Jakarta (ANTARA News) - Staf Khusus Presiden Bidang Pembangunan Daerah dan Ototnomi Daerah, Velix Vernando Wanggai mengatakan, pemekaran daerah dirancang untuk memperkuat integrasi nasional bukan untuk menciptakan "raja-raja kecil".

"Pemekaran dihadirkan untuk memperkuat integrasi nasional di tengah-tengah `setting` sosial-historis bangsa yang heterogen," kata Velix dalam siaran pers, Selasa.

Menurut dia, otonomi daerah adalah pilihan yang realistis dalam mengelola negara yang pluralistik seperti Indonesia. Otonomi daerah merupakan keniscayaan yang dijalankan oleh pemerintahan di era reformasi ini.

Presiden Susilo Bambang Yudhoyono, menurut dia, berkomitmen untuk mengelola otonomi dan desentralisasi ini dengan pendekatan kewilayahan.

Untuk itu, dia menepis anggapan bahwa otonomi daerah tersebut hanya mehadirkan raja-raja kecil. "Semua ini merupakan proyek nasional yang menjadi tanggungjawab bersama. Karena itu, kita semua tidak bisa memberikan stigma bahwa otonomi dan desentralisasi gagal, dan hanya menghadirkan `raja-raja kecil` di daerah," katanya.

Ia mengatakan, seiring dengan otonomi daerah maka kewenangan, kekuasaan, dan sumber daya pembiayaan juga dilimpahkan ke daerah-daerah.

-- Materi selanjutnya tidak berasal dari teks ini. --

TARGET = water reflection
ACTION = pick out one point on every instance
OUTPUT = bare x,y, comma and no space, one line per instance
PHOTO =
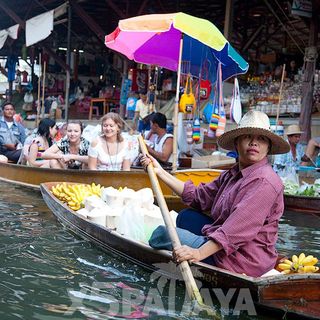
47,272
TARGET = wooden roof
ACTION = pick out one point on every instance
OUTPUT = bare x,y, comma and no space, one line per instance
257,25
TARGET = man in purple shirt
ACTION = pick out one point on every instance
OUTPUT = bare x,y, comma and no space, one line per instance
245,202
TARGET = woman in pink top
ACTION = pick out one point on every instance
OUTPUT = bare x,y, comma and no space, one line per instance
245,202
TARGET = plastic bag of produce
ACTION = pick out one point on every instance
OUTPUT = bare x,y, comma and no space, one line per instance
146,197
131,223
112,197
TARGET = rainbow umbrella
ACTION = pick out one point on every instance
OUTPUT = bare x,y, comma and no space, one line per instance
167,39
156,40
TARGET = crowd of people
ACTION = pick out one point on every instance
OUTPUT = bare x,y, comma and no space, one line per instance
62,146
245,202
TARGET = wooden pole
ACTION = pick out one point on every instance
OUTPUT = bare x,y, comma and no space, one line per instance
68,59
280,95
176,109
184,267
43,88
39,103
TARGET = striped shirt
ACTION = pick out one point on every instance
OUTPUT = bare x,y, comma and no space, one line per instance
246,207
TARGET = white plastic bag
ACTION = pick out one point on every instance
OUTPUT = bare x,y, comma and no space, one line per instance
131,223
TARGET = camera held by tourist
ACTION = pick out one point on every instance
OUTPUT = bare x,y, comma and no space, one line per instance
71,152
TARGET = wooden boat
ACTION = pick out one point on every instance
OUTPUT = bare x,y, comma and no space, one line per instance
302,203
297,294
33,177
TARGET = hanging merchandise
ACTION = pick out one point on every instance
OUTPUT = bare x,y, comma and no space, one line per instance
235,106
205,84
187,101
215,117
222,119
221,123
213,125
189,133
196,122
196,130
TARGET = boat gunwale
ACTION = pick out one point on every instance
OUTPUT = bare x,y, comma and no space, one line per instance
257,281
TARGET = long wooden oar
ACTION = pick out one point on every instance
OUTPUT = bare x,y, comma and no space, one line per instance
187,275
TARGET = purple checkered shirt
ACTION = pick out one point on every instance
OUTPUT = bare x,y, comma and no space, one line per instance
246,207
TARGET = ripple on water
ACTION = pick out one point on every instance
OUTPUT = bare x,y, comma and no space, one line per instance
49,273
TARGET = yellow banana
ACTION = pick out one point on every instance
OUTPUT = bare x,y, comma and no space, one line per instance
311,262
287,262
308,269
285,271
294,259
307,259
284,266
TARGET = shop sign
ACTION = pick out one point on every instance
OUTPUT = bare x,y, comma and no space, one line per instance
302,8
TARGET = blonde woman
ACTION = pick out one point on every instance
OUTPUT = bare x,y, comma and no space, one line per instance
46,132
109,151
71,152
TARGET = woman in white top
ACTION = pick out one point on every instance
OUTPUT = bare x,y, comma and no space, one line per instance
109,151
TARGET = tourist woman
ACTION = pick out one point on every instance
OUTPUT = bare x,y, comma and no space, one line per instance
109,151
245,204
46,132
71,152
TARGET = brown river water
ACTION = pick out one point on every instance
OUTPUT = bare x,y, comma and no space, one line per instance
47,272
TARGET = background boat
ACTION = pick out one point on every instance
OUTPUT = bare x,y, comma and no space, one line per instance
297,294
33,177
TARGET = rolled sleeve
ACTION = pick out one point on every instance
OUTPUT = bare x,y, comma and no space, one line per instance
202,196
251,209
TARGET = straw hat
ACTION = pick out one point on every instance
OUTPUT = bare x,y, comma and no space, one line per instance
293,129
254,122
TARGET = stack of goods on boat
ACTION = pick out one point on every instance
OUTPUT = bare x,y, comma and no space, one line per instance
306,189
299,264
129,212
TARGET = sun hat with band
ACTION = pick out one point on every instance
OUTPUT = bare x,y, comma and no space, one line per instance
254,122
293,129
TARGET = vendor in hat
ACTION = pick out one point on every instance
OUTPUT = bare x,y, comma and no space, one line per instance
293,157
245,204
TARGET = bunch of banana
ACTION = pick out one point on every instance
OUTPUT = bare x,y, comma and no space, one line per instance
74,194
301,264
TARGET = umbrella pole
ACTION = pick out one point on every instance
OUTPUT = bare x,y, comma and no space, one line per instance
39,102
184,267
280,95
176,109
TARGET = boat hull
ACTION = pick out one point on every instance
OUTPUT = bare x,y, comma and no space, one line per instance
297,294
33,177
302,204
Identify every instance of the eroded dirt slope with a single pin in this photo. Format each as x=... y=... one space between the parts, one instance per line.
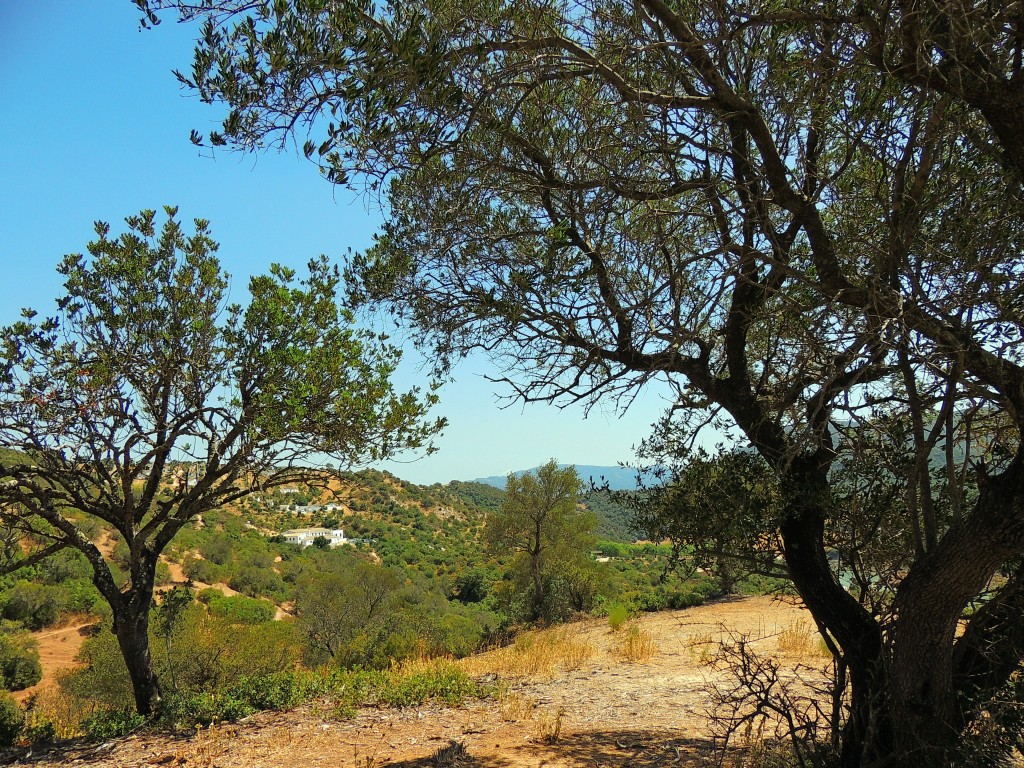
x=598 y=710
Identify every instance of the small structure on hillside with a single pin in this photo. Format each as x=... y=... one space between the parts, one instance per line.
x=305 y=537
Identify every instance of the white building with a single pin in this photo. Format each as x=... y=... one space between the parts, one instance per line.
x=305 y=537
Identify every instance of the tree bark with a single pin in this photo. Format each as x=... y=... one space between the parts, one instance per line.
x=131 y=627
x=867 y=735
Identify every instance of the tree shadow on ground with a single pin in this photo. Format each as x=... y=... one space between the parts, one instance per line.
x=602 y=748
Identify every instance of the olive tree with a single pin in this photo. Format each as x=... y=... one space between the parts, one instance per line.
x=146 y=400
x=805 y=220
x=541 y=521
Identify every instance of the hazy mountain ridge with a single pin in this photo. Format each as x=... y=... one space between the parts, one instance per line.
x=617 y=478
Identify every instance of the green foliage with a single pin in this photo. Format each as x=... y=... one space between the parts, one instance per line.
x=11 y=720
x=725 y=509
x=107 y=724
x=145 y=359
x=19 y=666
x=540 y=520
x=617 y=615
x=341 y=611
x=242 y=609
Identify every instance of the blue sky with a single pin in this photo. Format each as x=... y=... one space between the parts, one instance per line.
x=94 y=126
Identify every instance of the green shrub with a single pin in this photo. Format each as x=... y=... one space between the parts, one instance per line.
x=280 y=690
x=242 y=609
x=617 y=615
x=202 y=570
x=438 y=682
x=108 y=724
x=11 y=719
x=208 y=595
x=19 y=666
x=204 y=708
x=40 y=731
x=35 y=605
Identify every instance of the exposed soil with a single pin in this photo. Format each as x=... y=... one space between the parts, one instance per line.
x=57 y=649
x=602 y=712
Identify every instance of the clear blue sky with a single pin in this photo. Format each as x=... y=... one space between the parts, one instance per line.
x=94 y=126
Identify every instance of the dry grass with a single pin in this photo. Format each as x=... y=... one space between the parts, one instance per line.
x=701 y=647
x=535 y=655
x=799 y=639
x=549 y=726
x=55 y=706
x=636 y=644
x=209 y=745
x=514 y=707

Hal ini diharapkan agar pembangunan tidak hanya terpusat di ibukota-ibukota provinsi namun terdistribusi ke berbagai kawasan.

Demikian pula, peluang partisipasi sosial-politik rakyat lebih beragam, baik di birokrasi, posisi DRPD, lembaga-lembaga politik daerah, dan bisnis lokal.

Sejalan dengan hal itu, menurut Velix, adalah suatu yang wajar jika pemekaran miliki dimensi dan kepentingan dari elit lokal.

"Kami semua perlu memotret rancang bangun DOB (daerah otonom baru) sebagai pembukaan ruang bagi distribusi `power` (kekuasaan) ke daerah-daerah, dan `power` tidak hanya terkonsentrasi di Jakarta atau pusat-pusat ibukota provinsi saja. Inilah makna desentralisasi politik yang substantif," katanya.

Ia menambahkan, ke depan, Presiden SBY meletakkan pendirian DOB dengan selektif dengan mengedepankan paramater geografi, demografi, dan kesisteman yang menyeluruh.